On the issue of demolition permits…
The Census Bureau stopped collecting information on these in the 1990s (over our objection) claiming that data from local permitting offices were too problematic and inconsistent. Even if you had a good count of demolitions, of course, that wouldn’t tell if, when, or how many single-family homes were subsequently built on the sites.
In general, I don’t think infill and tear-down starts are the same thing. There is a paragraph on this point at the bottom of the previous (June 19, 2017) post on tear-down starts.
Paul,
We both want reliable information on the subject, and over the years I have had hard time finding it….
In order to use your survey data we have to concede that 93.2% of new housing starts occur outside of the major urban metro markets, their suburban neighbors and away from commuter lines, bus routes etc.
Our experience is actually the opposite of the survey results. We see all the new construction in and within about 10 miles of a city center where there is no vacant land. So, all the new construction results from a teardown – commercial and residential.
If this new construction is happening outside of these parameters it then must be in greenspace and in far out areas….but there is nothing to teardown in those markets.
Something doesn’t make sense?
Thanks,
Brian
The assumption that there is no land without structures on it within 10 miles of any central city or suburban area in the country is extreme and, I don’t think, supportable.
Paul,
We are both after the same data, so please don’t take my push-back as confrontation but………
Take a look at any large(r) city on Google Globe (CHI, LA, SF, NY etc.) – they all look the same, built out with very few gaps (vacant land).

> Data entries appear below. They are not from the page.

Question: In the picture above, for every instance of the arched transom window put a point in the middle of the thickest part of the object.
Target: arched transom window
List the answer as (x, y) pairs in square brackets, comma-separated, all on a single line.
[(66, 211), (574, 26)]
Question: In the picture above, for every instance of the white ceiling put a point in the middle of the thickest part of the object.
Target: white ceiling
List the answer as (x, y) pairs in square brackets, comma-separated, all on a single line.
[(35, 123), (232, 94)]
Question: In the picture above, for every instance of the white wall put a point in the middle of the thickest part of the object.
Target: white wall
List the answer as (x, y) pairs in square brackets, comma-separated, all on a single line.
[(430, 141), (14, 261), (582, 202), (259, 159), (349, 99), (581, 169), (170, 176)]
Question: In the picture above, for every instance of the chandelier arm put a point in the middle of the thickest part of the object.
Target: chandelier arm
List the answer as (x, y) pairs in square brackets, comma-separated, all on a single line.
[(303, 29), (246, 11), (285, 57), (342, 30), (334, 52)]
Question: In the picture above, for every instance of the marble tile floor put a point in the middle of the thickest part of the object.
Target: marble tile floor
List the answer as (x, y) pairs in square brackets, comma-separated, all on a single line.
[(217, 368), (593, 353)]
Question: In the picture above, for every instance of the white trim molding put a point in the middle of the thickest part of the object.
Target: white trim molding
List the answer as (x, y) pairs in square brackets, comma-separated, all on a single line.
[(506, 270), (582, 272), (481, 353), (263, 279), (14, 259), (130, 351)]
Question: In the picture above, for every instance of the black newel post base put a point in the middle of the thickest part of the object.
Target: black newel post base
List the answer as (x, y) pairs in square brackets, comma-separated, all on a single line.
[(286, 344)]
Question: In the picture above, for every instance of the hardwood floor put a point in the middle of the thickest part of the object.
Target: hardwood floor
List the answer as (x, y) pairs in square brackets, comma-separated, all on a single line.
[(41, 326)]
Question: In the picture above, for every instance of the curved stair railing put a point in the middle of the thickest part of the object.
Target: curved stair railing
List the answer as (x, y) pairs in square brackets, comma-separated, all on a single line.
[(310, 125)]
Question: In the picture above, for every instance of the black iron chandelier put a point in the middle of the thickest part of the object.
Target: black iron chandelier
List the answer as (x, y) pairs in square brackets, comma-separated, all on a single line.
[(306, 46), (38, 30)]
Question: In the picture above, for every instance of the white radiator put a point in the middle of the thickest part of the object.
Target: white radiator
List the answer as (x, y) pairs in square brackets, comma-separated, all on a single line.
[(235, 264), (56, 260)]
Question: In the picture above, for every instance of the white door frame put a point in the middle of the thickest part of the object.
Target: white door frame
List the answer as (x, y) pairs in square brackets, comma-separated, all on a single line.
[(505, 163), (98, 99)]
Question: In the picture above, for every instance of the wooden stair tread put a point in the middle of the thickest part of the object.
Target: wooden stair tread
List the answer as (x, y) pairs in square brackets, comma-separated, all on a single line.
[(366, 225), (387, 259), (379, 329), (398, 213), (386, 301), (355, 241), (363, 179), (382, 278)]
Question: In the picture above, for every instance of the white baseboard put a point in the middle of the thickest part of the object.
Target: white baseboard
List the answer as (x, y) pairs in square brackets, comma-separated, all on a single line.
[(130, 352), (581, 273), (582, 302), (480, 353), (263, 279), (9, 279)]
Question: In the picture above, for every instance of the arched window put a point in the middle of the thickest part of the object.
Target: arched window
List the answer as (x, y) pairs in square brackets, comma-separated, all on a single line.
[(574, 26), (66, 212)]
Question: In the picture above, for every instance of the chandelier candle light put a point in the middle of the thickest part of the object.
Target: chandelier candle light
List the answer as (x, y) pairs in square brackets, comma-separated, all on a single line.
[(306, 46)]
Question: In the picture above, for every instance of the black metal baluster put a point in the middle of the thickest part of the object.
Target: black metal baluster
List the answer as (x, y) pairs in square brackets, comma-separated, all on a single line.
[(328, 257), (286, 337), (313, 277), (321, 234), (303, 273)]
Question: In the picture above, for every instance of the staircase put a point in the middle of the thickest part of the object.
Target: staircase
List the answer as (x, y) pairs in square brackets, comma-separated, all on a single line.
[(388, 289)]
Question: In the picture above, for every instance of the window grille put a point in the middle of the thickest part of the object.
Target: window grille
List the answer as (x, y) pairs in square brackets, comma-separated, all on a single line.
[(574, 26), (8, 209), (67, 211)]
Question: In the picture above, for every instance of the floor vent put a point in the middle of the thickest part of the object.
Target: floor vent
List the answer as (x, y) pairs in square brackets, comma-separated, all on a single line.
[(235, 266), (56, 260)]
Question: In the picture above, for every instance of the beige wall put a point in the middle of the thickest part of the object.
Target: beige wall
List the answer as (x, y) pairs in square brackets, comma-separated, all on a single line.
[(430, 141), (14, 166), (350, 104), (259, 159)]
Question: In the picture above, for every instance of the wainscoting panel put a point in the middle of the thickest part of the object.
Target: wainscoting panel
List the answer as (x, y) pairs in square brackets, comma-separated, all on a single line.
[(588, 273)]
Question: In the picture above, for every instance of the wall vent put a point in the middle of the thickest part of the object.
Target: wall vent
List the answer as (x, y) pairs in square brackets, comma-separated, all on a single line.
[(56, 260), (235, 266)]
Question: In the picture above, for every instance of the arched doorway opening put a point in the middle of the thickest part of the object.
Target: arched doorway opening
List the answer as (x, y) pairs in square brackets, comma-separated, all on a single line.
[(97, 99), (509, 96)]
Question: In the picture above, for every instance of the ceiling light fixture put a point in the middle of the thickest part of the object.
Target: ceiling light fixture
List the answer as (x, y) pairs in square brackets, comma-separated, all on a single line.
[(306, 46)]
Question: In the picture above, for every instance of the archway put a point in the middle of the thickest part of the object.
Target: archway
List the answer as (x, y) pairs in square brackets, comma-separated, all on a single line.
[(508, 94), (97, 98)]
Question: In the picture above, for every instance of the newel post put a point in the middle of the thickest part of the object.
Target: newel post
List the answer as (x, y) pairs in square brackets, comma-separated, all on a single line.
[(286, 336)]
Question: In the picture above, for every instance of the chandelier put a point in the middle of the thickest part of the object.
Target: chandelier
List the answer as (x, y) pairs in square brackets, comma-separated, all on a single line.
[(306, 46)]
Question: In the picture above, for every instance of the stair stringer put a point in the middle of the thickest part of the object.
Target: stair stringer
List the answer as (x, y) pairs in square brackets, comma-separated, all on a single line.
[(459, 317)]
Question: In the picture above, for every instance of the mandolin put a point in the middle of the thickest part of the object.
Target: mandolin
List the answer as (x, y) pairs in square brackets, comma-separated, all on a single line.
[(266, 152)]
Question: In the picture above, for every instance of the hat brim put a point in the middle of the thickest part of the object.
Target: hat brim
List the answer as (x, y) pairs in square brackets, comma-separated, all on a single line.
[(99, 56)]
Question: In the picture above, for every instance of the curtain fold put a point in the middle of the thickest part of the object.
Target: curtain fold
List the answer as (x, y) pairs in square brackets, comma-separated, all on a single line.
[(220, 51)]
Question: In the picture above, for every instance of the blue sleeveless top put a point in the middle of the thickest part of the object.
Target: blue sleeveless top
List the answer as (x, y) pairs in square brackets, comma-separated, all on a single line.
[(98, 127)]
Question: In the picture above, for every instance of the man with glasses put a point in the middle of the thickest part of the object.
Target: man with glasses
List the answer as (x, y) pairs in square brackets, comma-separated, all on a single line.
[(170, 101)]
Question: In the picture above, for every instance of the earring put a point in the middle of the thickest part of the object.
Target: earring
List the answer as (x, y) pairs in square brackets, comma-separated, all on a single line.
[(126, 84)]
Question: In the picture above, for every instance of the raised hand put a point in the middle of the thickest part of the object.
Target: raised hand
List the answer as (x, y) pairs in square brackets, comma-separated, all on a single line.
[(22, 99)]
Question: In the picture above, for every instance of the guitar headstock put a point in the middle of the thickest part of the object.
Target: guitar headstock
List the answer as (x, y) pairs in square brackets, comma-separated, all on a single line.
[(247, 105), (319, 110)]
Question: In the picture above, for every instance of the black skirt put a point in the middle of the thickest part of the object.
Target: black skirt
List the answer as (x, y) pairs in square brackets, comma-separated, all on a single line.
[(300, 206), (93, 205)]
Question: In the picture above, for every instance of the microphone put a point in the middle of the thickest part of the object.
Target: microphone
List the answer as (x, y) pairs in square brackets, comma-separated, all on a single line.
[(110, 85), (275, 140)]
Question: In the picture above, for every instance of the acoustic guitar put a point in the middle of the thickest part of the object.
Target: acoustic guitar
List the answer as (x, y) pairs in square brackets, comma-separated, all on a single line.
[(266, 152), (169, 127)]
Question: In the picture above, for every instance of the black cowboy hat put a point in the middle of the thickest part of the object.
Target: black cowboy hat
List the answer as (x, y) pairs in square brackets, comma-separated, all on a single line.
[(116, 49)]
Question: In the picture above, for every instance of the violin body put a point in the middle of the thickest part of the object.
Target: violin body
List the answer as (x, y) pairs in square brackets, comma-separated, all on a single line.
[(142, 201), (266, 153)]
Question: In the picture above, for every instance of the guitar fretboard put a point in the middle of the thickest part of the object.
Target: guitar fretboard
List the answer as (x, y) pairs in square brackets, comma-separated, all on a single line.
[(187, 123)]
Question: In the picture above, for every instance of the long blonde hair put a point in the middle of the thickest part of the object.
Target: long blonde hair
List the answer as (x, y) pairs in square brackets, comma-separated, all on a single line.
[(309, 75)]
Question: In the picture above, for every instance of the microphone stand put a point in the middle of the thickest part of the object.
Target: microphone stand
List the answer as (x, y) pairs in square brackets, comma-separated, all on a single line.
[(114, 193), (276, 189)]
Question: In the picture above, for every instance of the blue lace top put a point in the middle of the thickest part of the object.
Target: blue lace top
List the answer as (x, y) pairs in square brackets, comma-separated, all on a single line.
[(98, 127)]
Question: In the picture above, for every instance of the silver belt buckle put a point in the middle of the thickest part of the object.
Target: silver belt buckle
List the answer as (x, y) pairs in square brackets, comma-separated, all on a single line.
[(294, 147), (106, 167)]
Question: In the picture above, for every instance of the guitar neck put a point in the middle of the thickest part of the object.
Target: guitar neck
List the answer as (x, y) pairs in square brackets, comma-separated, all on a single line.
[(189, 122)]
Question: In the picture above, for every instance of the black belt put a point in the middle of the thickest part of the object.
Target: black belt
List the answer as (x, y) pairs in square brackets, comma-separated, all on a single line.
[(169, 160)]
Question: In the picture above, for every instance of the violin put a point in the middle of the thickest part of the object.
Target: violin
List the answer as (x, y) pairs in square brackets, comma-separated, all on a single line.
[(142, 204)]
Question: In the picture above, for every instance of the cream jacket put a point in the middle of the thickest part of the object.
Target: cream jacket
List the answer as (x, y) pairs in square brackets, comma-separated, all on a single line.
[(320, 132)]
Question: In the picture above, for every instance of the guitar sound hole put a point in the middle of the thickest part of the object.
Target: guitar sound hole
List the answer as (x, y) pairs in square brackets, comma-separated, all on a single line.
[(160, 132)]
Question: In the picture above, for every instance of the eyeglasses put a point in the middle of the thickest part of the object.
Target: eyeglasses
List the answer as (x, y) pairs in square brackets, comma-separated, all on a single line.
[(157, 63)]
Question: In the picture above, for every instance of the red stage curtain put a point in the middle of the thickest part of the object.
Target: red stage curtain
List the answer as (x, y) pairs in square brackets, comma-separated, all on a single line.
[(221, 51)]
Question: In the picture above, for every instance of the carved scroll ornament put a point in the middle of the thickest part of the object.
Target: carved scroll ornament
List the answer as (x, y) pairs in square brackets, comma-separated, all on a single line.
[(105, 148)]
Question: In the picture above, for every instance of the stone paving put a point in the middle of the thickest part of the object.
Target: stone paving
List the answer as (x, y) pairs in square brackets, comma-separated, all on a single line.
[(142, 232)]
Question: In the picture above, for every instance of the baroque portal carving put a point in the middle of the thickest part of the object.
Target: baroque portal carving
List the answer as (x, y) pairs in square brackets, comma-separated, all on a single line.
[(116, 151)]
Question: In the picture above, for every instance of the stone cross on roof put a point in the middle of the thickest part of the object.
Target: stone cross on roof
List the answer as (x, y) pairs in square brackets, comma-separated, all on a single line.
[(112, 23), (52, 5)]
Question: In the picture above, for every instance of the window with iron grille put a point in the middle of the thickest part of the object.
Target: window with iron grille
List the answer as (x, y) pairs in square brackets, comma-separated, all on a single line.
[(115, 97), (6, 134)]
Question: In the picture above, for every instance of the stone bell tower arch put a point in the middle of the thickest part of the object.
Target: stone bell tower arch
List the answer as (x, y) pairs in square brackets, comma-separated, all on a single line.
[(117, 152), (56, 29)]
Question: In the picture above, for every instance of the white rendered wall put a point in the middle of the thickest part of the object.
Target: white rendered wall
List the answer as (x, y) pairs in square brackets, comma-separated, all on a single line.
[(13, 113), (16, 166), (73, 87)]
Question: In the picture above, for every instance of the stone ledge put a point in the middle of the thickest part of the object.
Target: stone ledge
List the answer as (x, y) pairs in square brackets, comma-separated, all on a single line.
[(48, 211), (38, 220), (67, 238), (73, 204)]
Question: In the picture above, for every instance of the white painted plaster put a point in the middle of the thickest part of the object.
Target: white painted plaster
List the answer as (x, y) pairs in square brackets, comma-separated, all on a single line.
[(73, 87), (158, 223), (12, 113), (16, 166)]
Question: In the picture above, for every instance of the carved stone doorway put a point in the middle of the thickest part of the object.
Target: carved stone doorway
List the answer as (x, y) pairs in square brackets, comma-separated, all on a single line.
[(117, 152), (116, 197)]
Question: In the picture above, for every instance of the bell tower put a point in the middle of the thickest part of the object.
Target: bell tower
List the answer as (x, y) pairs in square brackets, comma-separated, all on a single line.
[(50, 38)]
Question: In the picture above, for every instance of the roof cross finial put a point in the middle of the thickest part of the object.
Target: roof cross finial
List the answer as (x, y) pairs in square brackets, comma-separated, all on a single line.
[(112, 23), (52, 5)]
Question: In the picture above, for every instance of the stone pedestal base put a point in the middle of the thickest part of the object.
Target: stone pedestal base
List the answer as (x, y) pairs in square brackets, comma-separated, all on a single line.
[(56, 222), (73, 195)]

If we use 1,000,000 as annual housing starts and assume most people in the U.S. live near one of these major metro markets then we have to agree that 941,400 of the new housing starts took place outside of the density we see in the photos or it all snuck into those tiny gaps or the new housing was built in far out more rural areas (which may be the case?).
#headscratcher
Please keep up the great work…you’re the guy with the data. I’m using experience and logic to come to my conclusions.
Thanks,
Brian
Paul,
If you want, email me or Hal Bennett at BuildZoom and let’s see if we can help you get estimate demolition permit counts, possibly with info on subsequent construction.
Issi
This appears to be accurate you can track teardowns in most inner ring suburbs in the Midwest and East since their are no vacant lots. This is also a good way to track the real luxury home market since the cost of a typical teardown is over 600K where ever it is built
Just curious Paul- most of our business is now on Land Bank Lots that were Home that have been foreclosure upon and demo’d by a public entity- do the figures for tear downs include Land Bank lots? I also agree that Court’s suggested data would be useful- that’s the second source of our primary land resources- abandoned convenience stores w a dirty enviro history or underutilized retail and commercial properties. Cleveland has been progressive in encouraging enhanced density for the properties as an incentive to clean them up and put them back into production.
Hi, Bill – My presumption is that most Land Bank Lots generated the way you describe are included in our count of tear down starts, on the grounds that there would usually be enough evidence of the previous structure for the builder of the new one to detect.
great- makes sense. There is a huge number of land bank lots in Ohio- permits for starts on those lots is a different number. If they count only the LB vacant lots. that might significantly overstate the number of tear downs- although eventually the numbers will even out.